As mentioned, we reached out to Cora as soon as we knew this cup was available. We initially reached out via Instagram and did receive a reply offering us an email address to contact. We emailed for more information in early May and also asked if they could send cups for our chart, photography, and review. (While we are in no way entitled to free cups, a reply would have been appreciated.) We didn’t hear back. At all. As a last ditch effort, 1.5 months later (& before we published this review) we messaged again via Instagram to ask for the measurements of the cups, which are still not listed on their website or packaging. We had a few messages back and forth but, unfortunately, without a clear answer we were left to take our own measurements and proceed without their cooperation — despite being told that that they would update us with it, as well as a reply to our original email, by the end of the day (which we also didn’t receive). While we still don’t have official measurements, we were offered additional cups, should we need them, and we did let them know that we’d appreciate extras to use for demos, so *fingers crossed*!

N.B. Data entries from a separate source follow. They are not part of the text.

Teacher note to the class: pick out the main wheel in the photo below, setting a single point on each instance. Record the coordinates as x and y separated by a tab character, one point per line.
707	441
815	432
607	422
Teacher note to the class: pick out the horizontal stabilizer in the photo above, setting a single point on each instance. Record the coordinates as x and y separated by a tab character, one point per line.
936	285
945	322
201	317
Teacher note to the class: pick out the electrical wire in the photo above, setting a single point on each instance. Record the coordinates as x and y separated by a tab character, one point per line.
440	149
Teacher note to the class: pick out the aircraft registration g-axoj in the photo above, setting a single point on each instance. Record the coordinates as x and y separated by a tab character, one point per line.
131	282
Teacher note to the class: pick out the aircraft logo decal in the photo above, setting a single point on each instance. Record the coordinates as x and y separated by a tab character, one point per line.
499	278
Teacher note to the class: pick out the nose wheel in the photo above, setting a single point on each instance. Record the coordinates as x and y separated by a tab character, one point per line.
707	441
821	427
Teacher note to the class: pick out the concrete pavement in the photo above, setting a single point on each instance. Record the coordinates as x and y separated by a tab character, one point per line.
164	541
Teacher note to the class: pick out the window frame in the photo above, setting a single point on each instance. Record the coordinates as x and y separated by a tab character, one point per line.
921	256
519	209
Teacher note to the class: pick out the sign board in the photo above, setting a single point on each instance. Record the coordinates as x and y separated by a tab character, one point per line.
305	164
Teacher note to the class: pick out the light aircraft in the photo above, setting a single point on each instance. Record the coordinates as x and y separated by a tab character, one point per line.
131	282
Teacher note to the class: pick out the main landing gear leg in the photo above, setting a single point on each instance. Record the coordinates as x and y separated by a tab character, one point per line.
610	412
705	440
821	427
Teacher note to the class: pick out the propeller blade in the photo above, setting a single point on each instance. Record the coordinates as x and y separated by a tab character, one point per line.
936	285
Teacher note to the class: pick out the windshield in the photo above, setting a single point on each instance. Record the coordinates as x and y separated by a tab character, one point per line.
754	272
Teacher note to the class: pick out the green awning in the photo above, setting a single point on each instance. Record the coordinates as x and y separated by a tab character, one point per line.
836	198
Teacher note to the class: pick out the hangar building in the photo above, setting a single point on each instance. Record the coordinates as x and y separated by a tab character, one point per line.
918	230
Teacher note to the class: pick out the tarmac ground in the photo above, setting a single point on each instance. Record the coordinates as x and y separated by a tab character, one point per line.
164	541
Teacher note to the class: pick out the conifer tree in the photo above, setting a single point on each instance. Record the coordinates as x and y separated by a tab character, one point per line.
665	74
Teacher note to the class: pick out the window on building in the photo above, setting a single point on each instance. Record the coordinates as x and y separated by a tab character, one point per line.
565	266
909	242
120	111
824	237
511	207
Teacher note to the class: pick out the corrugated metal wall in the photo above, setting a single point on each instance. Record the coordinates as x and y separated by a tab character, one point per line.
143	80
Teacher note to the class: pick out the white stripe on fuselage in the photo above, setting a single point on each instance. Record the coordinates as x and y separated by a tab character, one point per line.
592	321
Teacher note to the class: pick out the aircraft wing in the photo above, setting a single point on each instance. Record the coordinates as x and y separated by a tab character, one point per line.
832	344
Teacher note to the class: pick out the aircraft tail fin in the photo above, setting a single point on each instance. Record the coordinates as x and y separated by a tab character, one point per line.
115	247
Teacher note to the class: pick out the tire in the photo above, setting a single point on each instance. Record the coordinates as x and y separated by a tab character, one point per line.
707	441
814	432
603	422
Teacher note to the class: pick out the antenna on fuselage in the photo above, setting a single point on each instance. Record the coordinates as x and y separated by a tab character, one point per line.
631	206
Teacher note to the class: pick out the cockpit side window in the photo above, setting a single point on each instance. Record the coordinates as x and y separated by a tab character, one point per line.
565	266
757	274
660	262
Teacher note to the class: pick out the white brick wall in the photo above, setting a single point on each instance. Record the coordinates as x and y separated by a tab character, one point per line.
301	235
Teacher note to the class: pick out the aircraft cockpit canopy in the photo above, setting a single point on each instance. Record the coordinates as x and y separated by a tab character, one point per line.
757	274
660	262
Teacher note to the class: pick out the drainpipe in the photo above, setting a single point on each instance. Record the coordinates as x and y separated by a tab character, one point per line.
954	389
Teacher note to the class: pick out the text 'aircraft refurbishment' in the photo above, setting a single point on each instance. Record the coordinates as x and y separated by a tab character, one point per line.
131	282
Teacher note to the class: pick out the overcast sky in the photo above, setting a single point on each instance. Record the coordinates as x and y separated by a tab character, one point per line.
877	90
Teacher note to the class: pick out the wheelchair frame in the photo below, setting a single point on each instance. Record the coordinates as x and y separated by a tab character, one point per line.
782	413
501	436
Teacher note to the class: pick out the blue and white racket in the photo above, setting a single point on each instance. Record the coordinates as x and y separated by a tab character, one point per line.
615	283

We might be harping at this point but we really do find it frustrating that cup measurements have been excluded from all listings and packaging. This is standard from all other cup brands and certainly expected by the cup community. We really do feel that capacity, at minimum should be clearly listed for all menstrual cups. And since cups can rarely be seen or touched before purchasing, dimensions come in as a tight second. It’s frustrating for you, as consumers, and it’s frustrating for us as a resource. Having to chase down numbers delayed this review, and while we still haven’t received them, we were at least able to do our own measurements to give you a decent idea of what to expect from the Cora Cup. Should we hear back, we will reflect those changes on our resources.

It is a Good Cup

As frustrating as this has all been, the cup itself is really a wonderful product and we are happy to see it as yet another option accessible on most Target shelves. It’s a great average fit cup and any cup that is likely to work for most who try it is a cup we’re excited to see enter this space — most importantly because it will lead to more satisfied and successful first-time cup users.

1 Comment

  • Hello. I was wondering if you could tell me how you think the Cora Cup would be for a low cervix please? I see from the pictures it looks smaller/shorter than the Tampax Small which is on your chart as 42mm. Thanks in advance and Thank You for all the information you provide.